Today is my mother’s birthday. She is 92 years old, we think. Happy birthday mom. I love you. I wish you didn’t have to live there at the γηροκομειο. I wish a lot of things were different.
Here she is on her wedding day, more than half a century ago. She was 41 and my dad was 61. She never expected to be married at all, by that time, and he didn’t really expect to get married again after being widowed. But there it is. And here I am.
I feel a confessional coming on, but I’m not in the mood for it, and I’ll bet you’re not either. So, I’ll just leave it at that.
My father’s birthday is coming up in the next few days, and so I have been thinking about him a lot lately. One of the things I’ve been meaning to do is photograph everything I still have from him, and create a kind of catalog of evidence. Somehow I never get around to it, and periodically forget about it altogether. This seems like as good a time as any to actually start exploring the project.

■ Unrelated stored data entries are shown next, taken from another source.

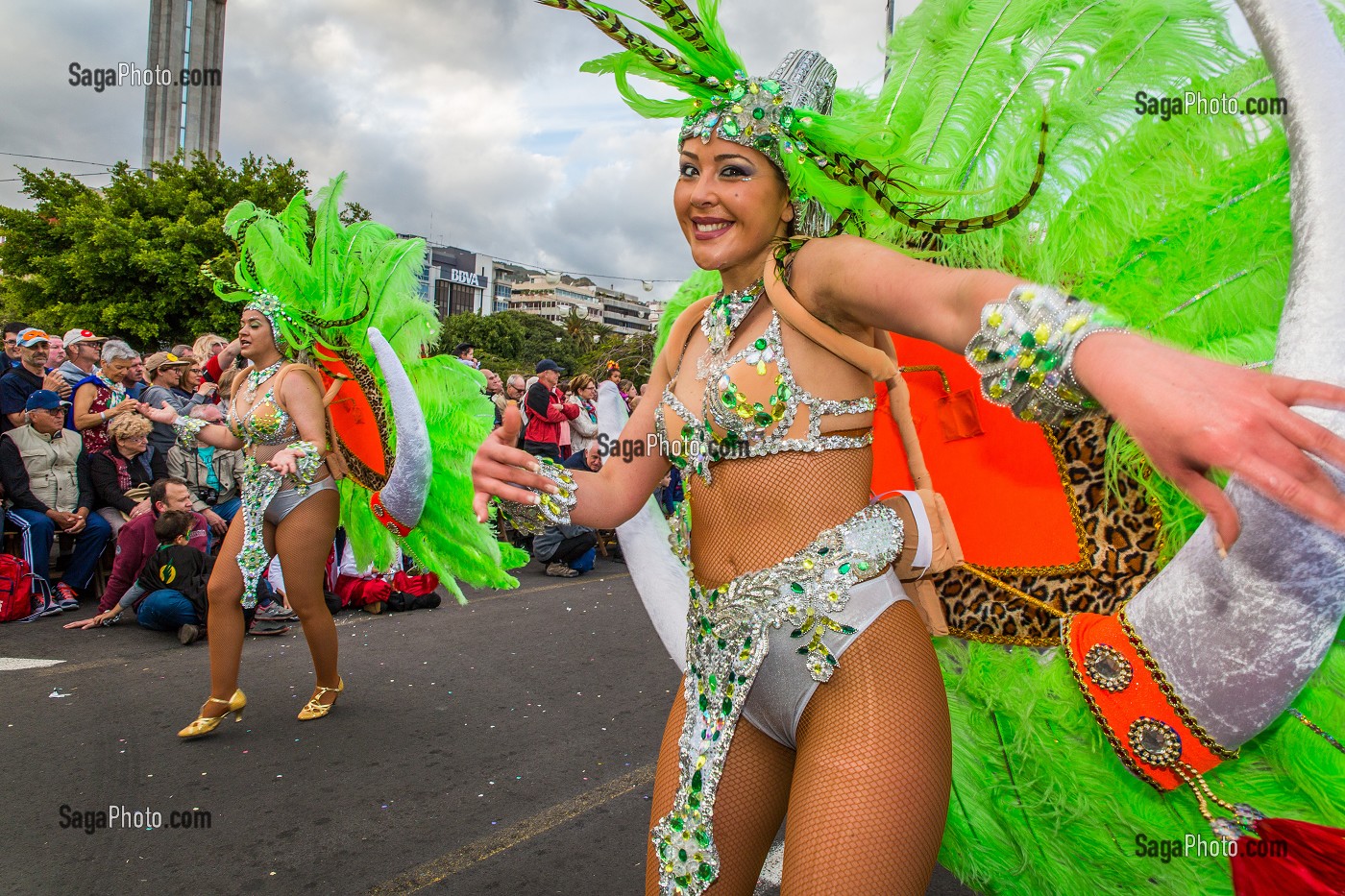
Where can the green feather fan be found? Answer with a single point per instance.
(335, 282)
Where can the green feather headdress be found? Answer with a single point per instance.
(843, 167)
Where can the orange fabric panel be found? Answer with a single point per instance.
(1140, 698)
(1002, 487)
(353, 417)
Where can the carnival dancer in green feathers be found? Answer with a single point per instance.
(811, 685)
(342, 422)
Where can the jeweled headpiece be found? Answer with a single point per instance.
(266, 305)
(838, 166)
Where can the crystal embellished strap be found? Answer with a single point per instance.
(306, 463)
(551, 510)
(1025, 349)
(187, 429)
(726, 644)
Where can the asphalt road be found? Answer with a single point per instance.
(503, 747)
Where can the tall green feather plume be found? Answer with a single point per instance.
(333, 289)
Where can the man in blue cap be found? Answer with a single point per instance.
(46, 476)
(27, 376)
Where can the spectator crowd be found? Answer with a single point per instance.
(560, 422)
(103, 506)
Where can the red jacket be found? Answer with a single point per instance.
(545, 412)
(134, 544)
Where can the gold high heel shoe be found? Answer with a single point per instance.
(313, 709)
(206, 724)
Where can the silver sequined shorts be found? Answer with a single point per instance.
(286, 499)
(783, 687)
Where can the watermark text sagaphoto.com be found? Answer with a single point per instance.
(130, 74)
(131, 818)
(1196, 846)
(1197, 104)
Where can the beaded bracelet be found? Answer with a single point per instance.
(306, 463)
(551, 510)
(187, 429)
(1025, 350)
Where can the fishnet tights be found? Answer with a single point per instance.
(303, 540)
(867, 791)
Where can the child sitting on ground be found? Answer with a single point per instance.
(170, 594)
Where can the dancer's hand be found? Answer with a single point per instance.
(163, 413)
(285, 462)
(500, 469)
(1192, 415)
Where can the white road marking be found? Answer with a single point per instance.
(15, 664)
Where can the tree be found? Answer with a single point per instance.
(125, 260)
(353, 211)
(495, 336)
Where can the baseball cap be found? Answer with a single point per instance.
(31, 336)
(46, 400)
(164, 359)
(76, 336)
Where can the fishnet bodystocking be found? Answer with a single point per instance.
(752, 798)
(874, 767)
(303, 540)
(760, 510)
(867, 791)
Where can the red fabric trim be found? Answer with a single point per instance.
(1140, 697)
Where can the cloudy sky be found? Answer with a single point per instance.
(466, 121)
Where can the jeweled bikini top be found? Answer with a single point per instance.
(265, 423)
(730, 425)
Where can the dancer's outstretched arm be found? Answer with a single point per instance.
(1187, 413)
(215, 435)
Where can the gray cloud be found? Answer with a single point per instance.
(460, 120)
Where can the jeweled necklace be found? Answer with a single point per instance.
(722, 318)
(257, 376)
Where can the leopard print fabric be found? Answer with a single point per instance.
(1119, 533)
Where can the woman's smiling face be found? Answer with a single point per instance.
(732, 202)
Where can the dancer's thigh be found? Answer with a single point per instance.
(752, 797)
(873, 770)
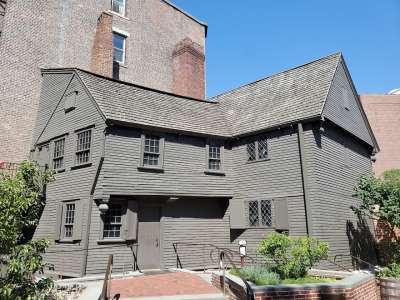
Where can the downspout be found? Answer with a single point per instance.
(89, 216)
(305, 179)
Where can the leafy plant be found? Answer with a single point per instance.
(292, 257)
(21, 204)
(392, 270)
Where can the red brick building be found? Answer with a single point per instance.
(383, 112)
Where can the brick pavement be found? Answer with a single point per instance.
(177, 283)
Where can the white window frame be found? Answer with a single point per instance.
(83, 150)
(212, 143)
(260, 213)
(257, 150)
(161, 146)
(123, 13)
(125, 36)
(60, 157)
(64, 217)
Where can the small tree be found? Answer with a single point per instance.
(292, 257)
(380, 200)
(21, 205)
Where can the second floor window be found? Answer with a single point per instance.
(151, 151)
(118, 48)
(69, 220)
(118, 6)
(84, 139)
(58, 154)
(214, 157)
(257, 150)
(113, 222)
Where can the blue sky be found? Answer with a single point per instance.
(249, 40)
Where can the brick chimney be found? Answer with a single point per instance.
(188, 69)
(102, 50)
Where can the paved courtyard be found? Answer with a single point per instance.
(178, 284)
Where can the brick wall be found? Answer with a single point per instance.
(383, 112)
(102, 51)
(366, 290)
(188, 69)
(57, 33)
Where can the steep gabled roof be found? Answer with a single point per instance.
(129, 103)
(293, 95)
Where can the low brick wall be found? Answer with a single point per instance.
(355, 286)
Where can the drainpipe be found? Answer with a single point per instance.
(305, 179)
(89, 216)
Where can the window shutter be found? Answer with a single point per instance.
(131, 221)
(77, 233)
(57, 228)
(281, 214)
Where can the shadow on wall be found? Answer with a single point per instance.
(362, 243)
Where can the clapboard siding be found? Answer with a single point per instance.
(184, 166)
(352, 119)
(72, 184)
(338, 160)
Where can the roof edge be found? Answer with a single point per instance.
(188, 15)
(74, 69)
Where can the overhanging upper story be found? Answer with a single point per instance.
(318, 90)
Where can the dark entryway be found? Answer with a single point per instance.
(149, 237)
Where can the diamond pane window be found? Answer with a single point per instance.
(119, 48)
(151, 151)
(113, 222)
(262, 149)
(118, 6)
(58, 154)
(251, 151)
(214, 157)
(69, 220)
(83, 147)
(253, 213)
(266, 213)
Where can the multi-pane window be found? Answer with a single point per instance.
(118, 48)
(260, 213)
(58, 153)
(83, 143)
(113, 222)
(118, 6)
(257, 150)
(151, 151)
(69, 220)
(214, 157)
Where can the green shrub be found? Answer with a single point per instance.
(392, 270)
(257, 274)
(292, 257)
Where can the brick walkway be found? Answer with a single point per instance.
(170, 284)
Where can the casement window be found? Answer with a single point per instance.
(118, 6)
(119, 48)
(83, 144)
(69, 218)
(68, 221)
(257, 150)
(152, 151)
(259, 213)
(113, 222)
(214, 157)
(58, 154)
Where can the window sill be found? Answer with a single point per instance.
(213, 172)
(111, 241)
(151, 169)
(258, 160)
(81, 166)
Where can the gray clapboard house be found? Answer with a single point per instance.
(139, 169)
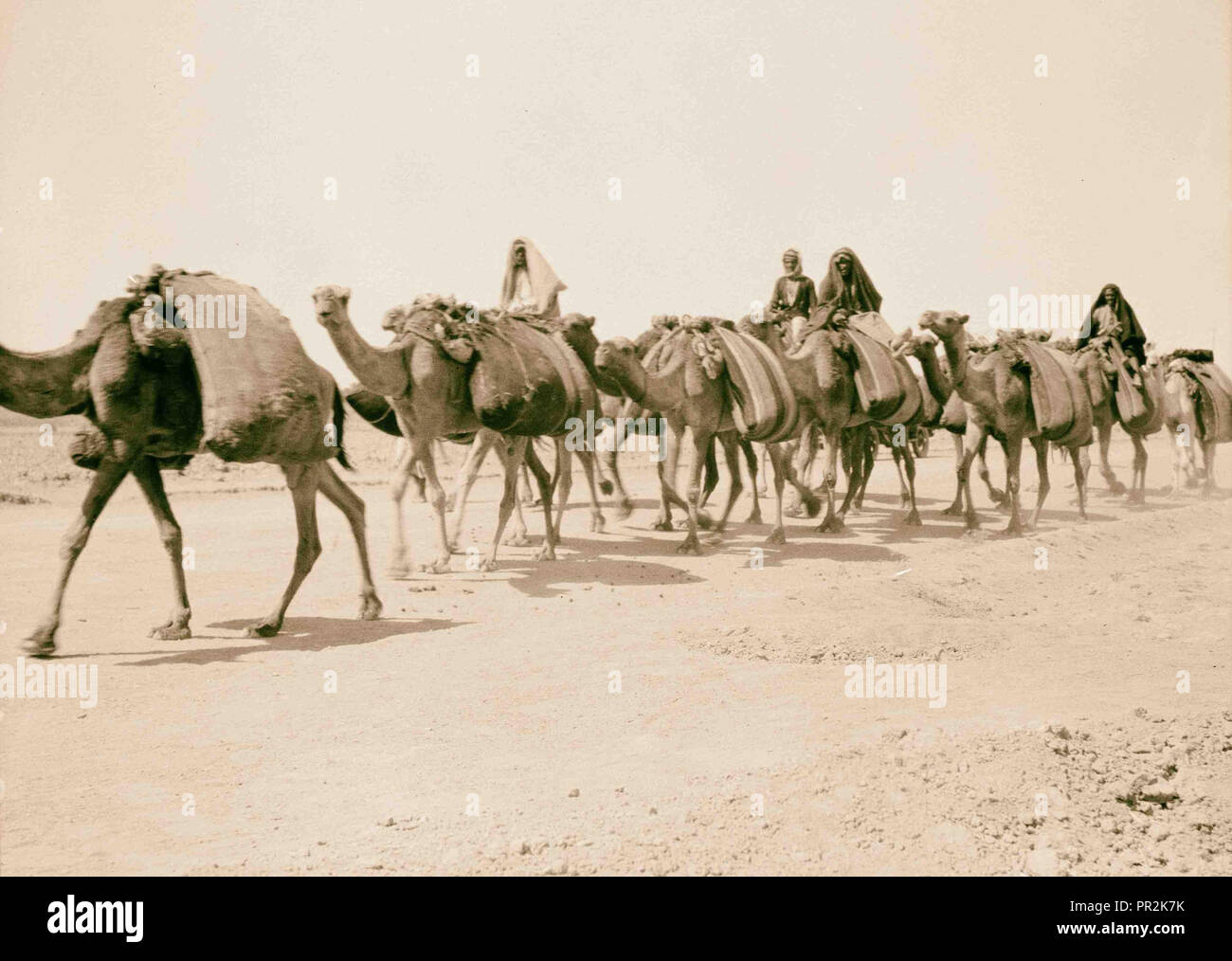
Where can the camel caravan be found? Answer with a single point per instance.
(817, 372)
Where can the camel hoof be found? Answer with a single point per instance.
(830, 525)
(40, 644)
(370, 607)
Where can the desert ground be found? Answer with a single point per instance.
(625, 710)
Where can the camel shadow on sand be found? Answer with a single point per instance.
(299, 633)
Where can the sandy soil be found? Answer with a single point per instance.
(477, 728)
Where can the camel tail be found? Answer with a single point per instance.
(339, 420)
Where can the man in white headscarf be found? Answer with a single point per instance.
(530, 284)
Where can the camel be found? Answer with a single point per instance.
(147, 415)
(685, 395)
(1182, 418)
(430, 397)
(821, 374)
(952, 417)
(997, 397)
(1096, 373)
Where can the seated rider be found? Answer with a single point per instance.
(1113, 317)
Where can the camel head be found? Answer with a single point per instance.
(331, 304)
(945, 324)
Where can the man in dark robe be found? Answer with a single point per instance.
(846, 286)
(1112, 316)
(792, 294)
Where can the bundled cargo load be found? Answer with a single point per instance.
(262, 397)
(1210, 390)
(1059, 397)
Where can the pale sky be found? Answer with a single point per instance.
(1054, 185)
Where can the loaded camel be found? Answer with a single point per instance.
(685, 395)
(997, 395)
(430, 395)
(146, 408)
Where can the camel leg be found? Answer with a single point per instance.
(955, 509)
(913, 516)
(998, 497)
(303, 480)
(352, 504)
(1082, 464)
(422, 451)
(972, 442)
(1013, 484)
(710, 476)
(553, 536)
(732, 455)
(479, 452)
(106, 480)
(151, 480)
(565, 480)
(1042, 466)
(1208, 485)
(697, 464)
(1138, 484)
(624, 503)
(668, 467)
(516, 451)
(399, 561)
(590, 468)
(903, 494)
(759, 487)
(832, 522)
(781, 463)
(756, 481)
(1105, 468)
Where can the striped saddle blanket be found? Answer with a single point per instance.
(1059, 397)
(1211, 390)
(879, 385)
(760, 398)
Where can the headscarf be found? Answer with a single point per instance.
(858, 295)
(1132, 331)
(545, 284)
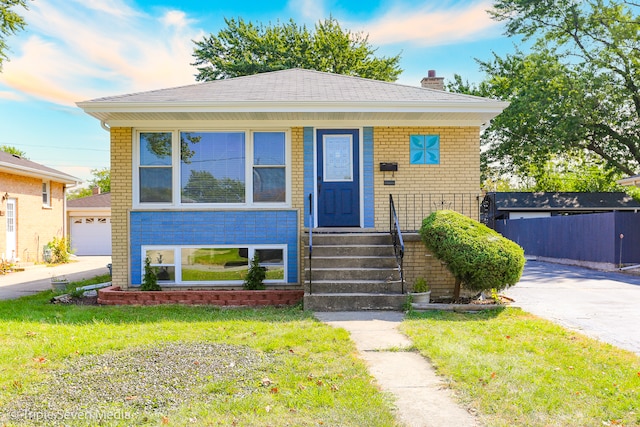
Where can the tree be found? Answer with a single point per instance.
(101, 179)
(10, 23)
(244, 48)
(13, 150)
(575, 93)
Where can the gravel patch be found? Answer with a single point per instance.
(140, 380)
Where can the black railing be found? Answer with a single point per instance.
(396, 237)
(413, 208)
(310, 241)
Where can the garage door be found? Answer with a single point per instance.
(91, 235)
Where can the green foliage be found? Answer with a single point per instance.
(150, 278)
(421, 285)
(244, 48)
(478, 257)
(60, 250)
(10, 23)
(101, 179)
(575, 91)
(255, 276)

One of the remarkable things about my father was his outsider art. He made pictures, sort of mosaics, out of cut up postage stamps. This is a part of one of his pieces devoted to FDR. He was also an FDR democrat. To the very end. Content-wise it’s quite unsophisticated, but what do you want from an uneducated Greek immigrant who survived the depression working menial food service jobs in NYC?
I still miss him after 16 years, but I’m glad that he is not around to see the current political climate in which Republicans are actively aiming to dismantle Social Security.